Thousands of miles from his home in the French Alps, in the town of Grenoble, made famous by Killy's triple gold-medal triumph nearly 40 years ago, Gardent is living out his own Olympic-sized fantasy as a prospective member of the Washington Redskins.

"It's a dream for me," said Gardent, a 27-year old linebacker who played the past four years in NFL Europe. "My dream was to play in NFL Europe, and I do. The next level is the NFL. Now, I've just got to show I can stay in there. Every year, I want to get to the next step."

It's only the second week of August and Gardent, who was the league's defensive Most Valuable Player and leading tackler as a member of the Cologne Centurions, could get no further this season than the practice squad. But Gardent has made a pretty good impression so far.

"He looks like a football player," Redskins coach Joe Gibbs said. "It's always interesting to get someone like that coming from such a distant game from what we're used to. It will be interesting to see how he does. I'll say this: It'll take a bright guy to come over from there to do this."
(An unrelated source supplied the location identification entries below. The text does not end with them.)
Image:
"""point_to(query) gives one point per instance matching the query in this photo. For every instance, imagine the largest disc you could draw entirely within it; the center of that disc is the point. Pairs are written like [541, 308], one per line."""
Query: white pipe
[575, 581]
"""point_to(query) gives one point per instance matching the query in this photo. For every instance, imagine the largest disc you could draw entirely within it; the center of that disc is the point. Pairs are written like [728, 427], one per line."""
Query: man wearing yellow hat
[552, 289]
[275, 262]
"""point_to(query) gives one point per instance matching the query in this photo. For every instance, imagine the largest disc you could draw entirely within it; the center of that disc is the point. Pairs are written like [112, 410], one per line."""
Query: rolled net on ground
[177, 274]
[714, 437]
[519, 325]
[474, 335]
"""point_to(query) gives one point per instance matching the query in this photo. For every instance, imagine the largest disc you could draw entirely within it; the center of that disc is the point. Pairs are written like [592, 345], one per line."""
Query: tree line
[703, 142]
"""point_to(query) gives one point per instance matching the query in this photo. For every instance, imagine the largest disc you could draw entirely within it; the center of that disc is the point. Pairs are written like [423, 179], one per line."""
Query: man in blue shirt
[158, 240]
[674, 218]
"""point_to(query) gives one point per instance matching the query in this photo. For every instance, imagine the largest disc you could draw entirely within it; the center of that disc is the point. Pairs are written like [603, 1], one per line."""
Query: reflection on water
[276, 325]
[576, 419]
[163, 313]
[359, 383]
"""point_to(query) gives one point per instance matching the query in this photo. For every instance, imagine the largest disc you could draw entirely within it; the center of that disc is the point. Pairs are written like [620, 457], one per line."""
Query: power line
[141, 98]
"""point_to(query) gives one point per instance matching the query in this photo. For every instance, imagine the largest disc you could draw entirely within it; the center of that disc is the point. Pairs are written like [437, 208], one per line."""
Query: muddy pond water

Said linebackers coach Dale Lindsay: "I don't think he's a bad athlete. I do like his toughness and his ability to work. He wants to do what we want to do. Nobody has worked harder."

After playing in the special teams drills and with the third-team defense in Saturday's scrimmage against the Ravens, Gardent will likely see some time in Sunday's exhibition opener in Cincinnati. Because Gardent is ineligible to play during the regular season because of the rule that international players stay on practice squads, the preseason is his Super Bowl.

"There's a lot of study for me. I was not in OTAs [offseason workouts], I was not in minicamp, this week I didn't sleep that much," said Gardent, who at 6 feet 1 and 238 pounds is a bit undersized for the NFL. "A lot of players told me that if I can learn this playbook, I can learn any playbook in the NFL."

The son of an Alpine ski instructor, Gardent gave up skiing - and a burgeoning career as a member of the French national bobsled team - and started playing American football when he was 16 and some friends in Grenoble invited him to work out with the town's amateur team, the Centaurs.

Gardent spent seven years playing amateur football while finishing school, and wound up in NFL Europe in 2003. As a rookie for the Berlin Thunder, Gardent had a rough indoctrination when he suffered a season-ending broken leg. He earned a World Bowl ring with the Thunder in 2004.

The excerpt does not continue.